Since different sequencing platforms produce signals with different characteristics (e.g. sampling rate, translocation speed, etc.) to adapt RISER to new sequencing platforms, the following needs to be performed:
- Train and add a new model to RISER, trained using signals from the new hardware (as per model retraining instructions above). It may also be worth exploring other variants of the CNN hyperparameter configuration that may be better suited to the new signal type.

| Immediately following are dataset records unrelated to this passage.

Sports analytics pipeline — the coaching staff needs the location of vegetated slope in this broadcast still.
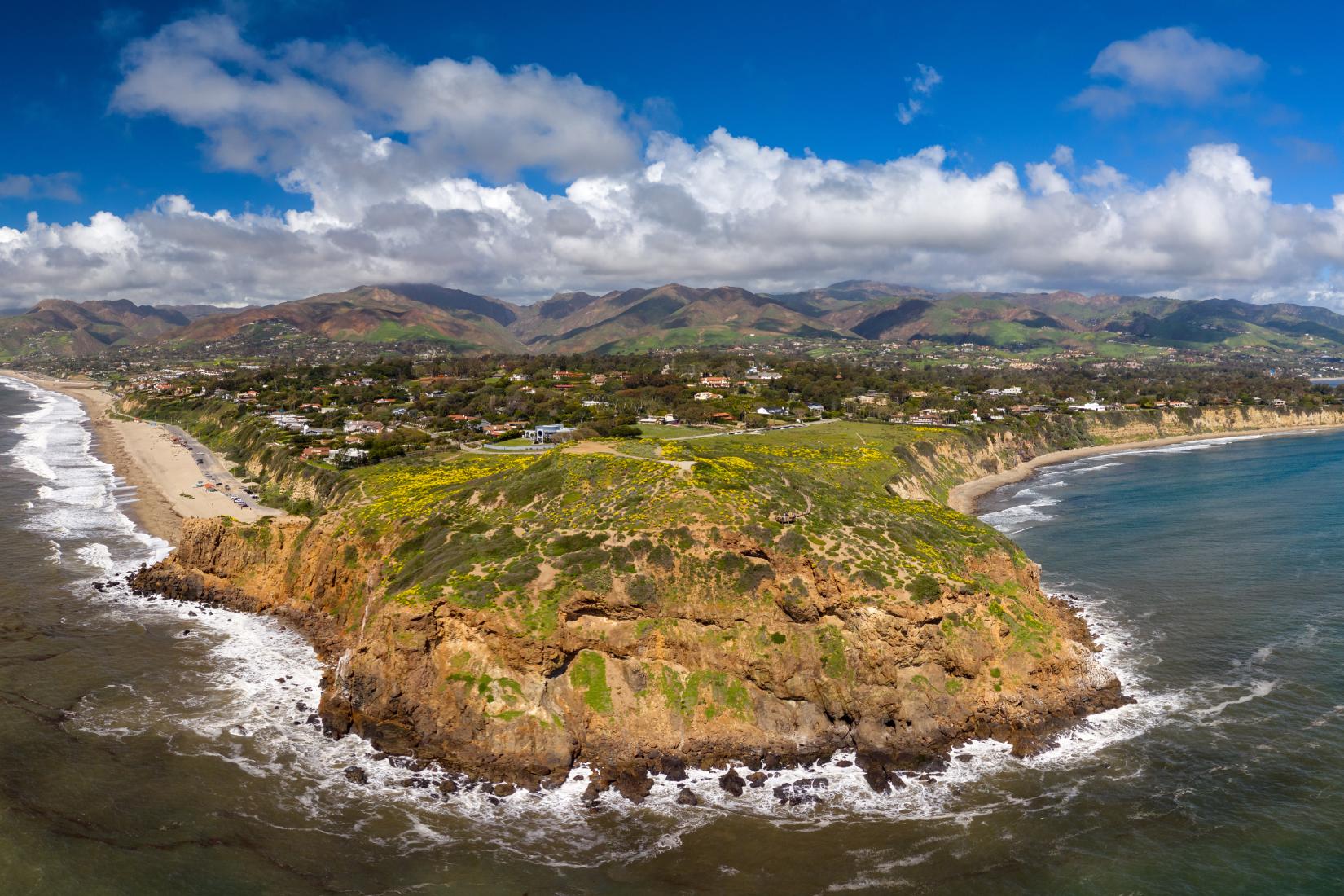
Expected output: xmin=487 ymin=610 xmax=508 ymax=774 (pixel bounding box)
xmin=168 ymin=286 xmax=525 ymax=354
xmin=138 ymin=423 xmax=1121 ymax=798
xmin=0 ymin=300 xmax=221 ymax=358
xmin=15 ymin=281 xmax=1344 ymax=358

- Update the poly(A) detection algorithm (specifically, the thresholds for detecting the low-variance poly(A) signal using mean and median absolute deviation will need to be checked/updated in
/path/to/riser/preprocess.py
).
The RISER software has been designed with ease of maintainability and adaptability in mind, so changes in the other classes should not be required.